I was nervous that the walk today might not go ahead, because all throughout the day it was pouring down rain. The weather report said that the rain was supposed to clear a few hours before the walk though, so I didn’t cancel it, and the weather report turned out to be right. At the beginning of the walk, in Hyde Park, we saw this circular glass thing in the middle of the pavement that looked like it was a skylight. We went over to see what it was, and saw a bunch of names carved in stone at the bottom. I thought that they were people’s names, but looking it up afterwards, they are actually names of places. The walls display soil samples taken from 1,701 places in NSW that were given a place of address by First World War enlistees. If you zoom in on the photo you can see all the soil samples. Embedded in the floor there is another 100 soil samples, taken from battlefields around the world that NSW troops have fought in. The place is called the Hall of Service.

In the Botanical Gardens I told everyone about the freshwater eels. So in ponds in the Botanical Gardens, there are these freshwater eels. The eels actually spontaneously colonize the pools, Botanical Gardens staff have seen baby eels actually wiggle across the wet grass at night into the pools. The pools get drained routinely, but after only a few weeks the pools will have eels in them again. A botanical gardens staff worker told me when I previously went that the eels eat ducklings, so sometimes tourists see an eel eat a duckling and are absolutely mortified and tell the park staff. The park staff say though that there is nothing they can do, the eels always spontaneously come back. We looked for a bit, but we couldn’t see any eels today.

The route: We met just outside Museum station, and we discovered that Museum station has two entrances.

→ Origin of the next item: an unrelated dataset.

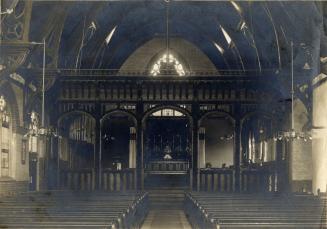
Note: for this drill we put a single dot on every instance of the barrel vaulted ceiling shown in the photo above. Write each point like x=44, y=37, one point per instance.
x=260, y=32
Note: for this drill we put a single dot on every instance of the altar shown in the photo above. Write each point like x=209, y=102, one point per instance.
x=167, y=167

So the next time I do this walk I will specify which entrance it is. I discovered that you can’t really see the sunset from the Harbor Bridge, the walkway on it has this tall metal fencing with thick wire and small squares, and there is many lanes of traffic in the way as well. The Harbor Bridge doesn’t have another walkway on it that faces the sunset. Since you really got to get to Milson’s Point park to see the sunset, I now know to start the walk 2 hours and 15 minutes before the sunset, the 15 minutes for buffer time. We ended at Mary Booth Lookout Reserve. We took 2 hours, and the walk was about 8km.

I recorded the route on my Strava and Alltrails, here are the links:

Strava: https://strava.app.link/rlxuKG1UMmb

Alltrails: https://www.alltrails.com/explore/recording/evening-hike-605ff76–66?p=-1

Walk level: Easy

Places to come if late/go if leaving early: Yes

Toilets: Several along the way

Water: Yes

Driving info: Didn’t learn any unfortunately

Ended where we started?: No

Wheelchair accessibility: I can’t figure out how to get to the lift to the Harbor Bridge without taking stairs, but once I figure that out then yes.